Over a million developers have joined DZone.
{{announcement.body}}
{{announcement.title}}

Optimizing Database Pagination Using Couchbase N1QL

DZone's Guide to

Optimizing Database Pagination Using Couchbase N1QL

Learn about how to optimize N1QL query processing and index scans by examining Google's fascinating pagination behaviors.

· Database Zone
Free Resource

Traditional relational databases weren’t designed for today’s customers. Learn about the world’s first NoSQL Engagement Database purpose-built for the new era of customer experience.

How does Google do it? When you search for anything, it gives you back the top relevant results and tells you an approximate number of documents for your topic — all under one second. Here are some high-level pointers.

Enterprise applications have the same needs, albeit with more complex search, search, sort, and pagination criteria.

Let’s look at Google's pagination behavior to understand the basic pagination features.

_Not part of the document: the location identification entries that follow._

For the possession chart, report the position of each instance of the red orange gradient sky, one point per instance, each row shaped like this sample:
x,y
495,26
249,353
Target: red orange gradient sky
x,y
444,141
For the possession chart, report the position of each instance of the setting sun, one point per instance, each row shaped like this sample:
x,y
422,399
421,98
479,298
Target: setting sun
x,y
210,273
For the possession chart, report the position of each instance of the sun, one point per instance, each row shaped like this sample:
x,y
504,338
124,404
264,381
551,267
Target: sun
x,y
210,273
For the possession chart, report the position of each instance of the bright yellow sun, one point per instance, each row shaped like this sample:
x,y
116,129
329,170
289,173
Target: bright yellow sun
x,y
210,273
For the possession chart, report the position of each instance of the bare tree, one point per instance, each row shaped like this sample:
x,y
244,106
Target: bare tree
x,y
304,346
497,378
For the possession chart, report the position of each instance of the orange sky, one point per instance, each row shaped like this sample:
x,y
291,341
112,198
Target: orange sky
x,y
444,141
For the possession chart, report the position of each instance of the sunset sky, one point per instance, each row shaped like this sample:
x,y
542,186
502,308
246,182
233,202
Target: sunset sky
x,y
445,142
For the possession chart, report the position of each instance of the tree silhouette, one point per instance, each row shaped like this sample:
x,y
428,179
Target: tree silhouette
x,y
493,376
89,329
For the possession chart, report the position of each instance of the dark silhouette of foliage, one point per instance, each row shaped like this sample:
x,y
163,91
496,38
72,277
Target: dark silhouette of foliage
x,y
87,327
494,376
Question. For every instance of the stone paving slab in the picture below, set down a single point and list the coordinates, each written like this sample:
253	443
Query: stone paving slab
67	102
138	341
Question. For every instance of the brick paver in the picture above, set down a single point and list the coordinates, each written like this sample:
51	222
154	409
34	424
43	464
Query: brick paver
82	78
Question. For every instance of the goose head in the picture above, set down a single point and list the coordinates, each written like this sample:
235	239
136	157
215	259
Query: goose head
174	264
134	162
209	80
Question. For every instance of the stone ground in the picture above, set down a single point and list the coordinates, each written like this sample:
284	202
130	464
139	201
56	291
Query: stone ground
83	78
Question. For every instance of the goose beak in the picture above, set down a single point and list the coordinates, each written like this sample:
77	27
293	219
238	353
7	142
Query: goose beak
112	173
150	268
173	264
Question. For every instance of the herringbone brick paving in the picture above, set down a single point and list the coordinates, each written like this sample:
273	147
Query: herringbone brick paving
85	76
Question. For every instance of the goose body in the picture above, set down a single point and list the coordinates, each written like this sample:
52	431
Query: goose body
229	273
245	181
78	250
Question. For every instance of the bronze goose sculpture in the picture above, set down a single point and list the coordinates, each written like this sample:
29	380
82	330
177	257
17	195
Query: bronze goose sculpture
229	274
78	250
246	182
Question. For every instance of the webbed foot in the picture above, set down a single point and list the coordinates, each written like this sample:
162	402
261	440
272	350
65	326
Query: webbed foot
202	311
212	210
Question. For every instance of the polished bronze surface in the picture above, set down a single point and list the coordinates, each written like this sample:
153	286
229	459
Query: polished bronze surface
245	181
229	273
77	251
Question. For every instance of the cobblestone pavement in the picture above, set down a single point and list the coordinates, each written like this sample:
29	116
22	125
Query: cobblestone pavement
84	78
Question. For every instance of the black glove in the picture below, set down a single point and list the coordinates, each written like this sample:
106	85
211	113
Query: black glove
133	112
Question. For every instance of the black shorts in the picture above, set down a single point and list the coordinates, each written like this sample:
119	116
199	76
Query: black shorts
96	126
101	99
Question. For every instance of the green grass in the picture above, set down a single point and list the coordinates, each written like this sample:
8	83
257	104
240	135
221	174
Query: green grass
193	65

Then, we’ll discuss implementing pagination in an enterprise application, step by step.

Google Pagination

Do a Google search for “N1QL”.

The page you get back has the results of the search with the following information:

  1. Number of pages matched: 130,000.
  2. Search was executed in 0.49 seconds.
  3. The page includes advertisements — in this case, an ad from Couchbase. (Naturally.)
  4. The first page of resultset: Links to 12 pages and has a few lines from each page.
  5. Has searches related to “N1QL” and a few suggestions for related searches.
  6. Links to the next ten pages of results and a link to the "Next" page.

Database Pagination

Pagination’s task is to retrieve and show the subset of the resultset. The subset is determined by the pagination specification (how many rows per page) and the sort order of the query issued by the application. In database pagination, the application tries to exploit characteristics and optimizations provided by the database management.

Let’s look at each of the pagination features we saw with Google and explore how you can implement and optimize queries in Couchbase.

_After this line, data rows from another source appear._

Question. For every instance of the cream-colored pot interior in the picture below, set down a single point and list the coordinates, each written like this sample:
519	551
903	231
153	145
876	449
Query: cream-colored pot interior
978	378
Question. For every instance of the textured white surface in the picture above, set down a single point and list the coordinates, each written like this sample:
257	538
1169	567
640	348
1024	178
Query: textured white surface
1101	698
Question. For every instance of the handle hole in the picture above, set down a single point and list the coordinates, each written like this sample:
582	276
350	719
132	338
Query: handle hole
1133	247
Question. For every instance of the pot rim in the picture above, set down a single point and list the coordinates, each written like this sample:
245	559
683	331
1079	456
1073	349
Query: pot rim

In the following sections, we’ll focus on database pagination using Couchbase.

  1. Counting the total results
  2. Getting the time taken for executing query
  3. Fetching the first page
  4. Creating the links to next and other pages
  5. Fetching the next or any other page

We won’t cover Google ad selection or related search suggestions. They’re distinct topics by themselves.

Note this article uses new features like index collation (ASC and DESC specification for each index key), offset pushdown and other optimizations in Couchbase 5.0.

Counting the Total Results

Google returned the following:

  • About 130,000 results (0.49 seconds)

  • COUNT: Estimated number of pages = 130,000

  • TIME: Amount of time it took to do the search = 0.49 seconds

In database pagination, both of these can be useful.

COUNT is useful to determine the number of next and previous links you need to generate when you render the results in the UI. Your pagination query itself may not return the total number of results because the optimizer will try to use the indexes and other techniques to limit the number of documents processes. That’ll prevent the query from knowing the possible total number of documents in the resultset.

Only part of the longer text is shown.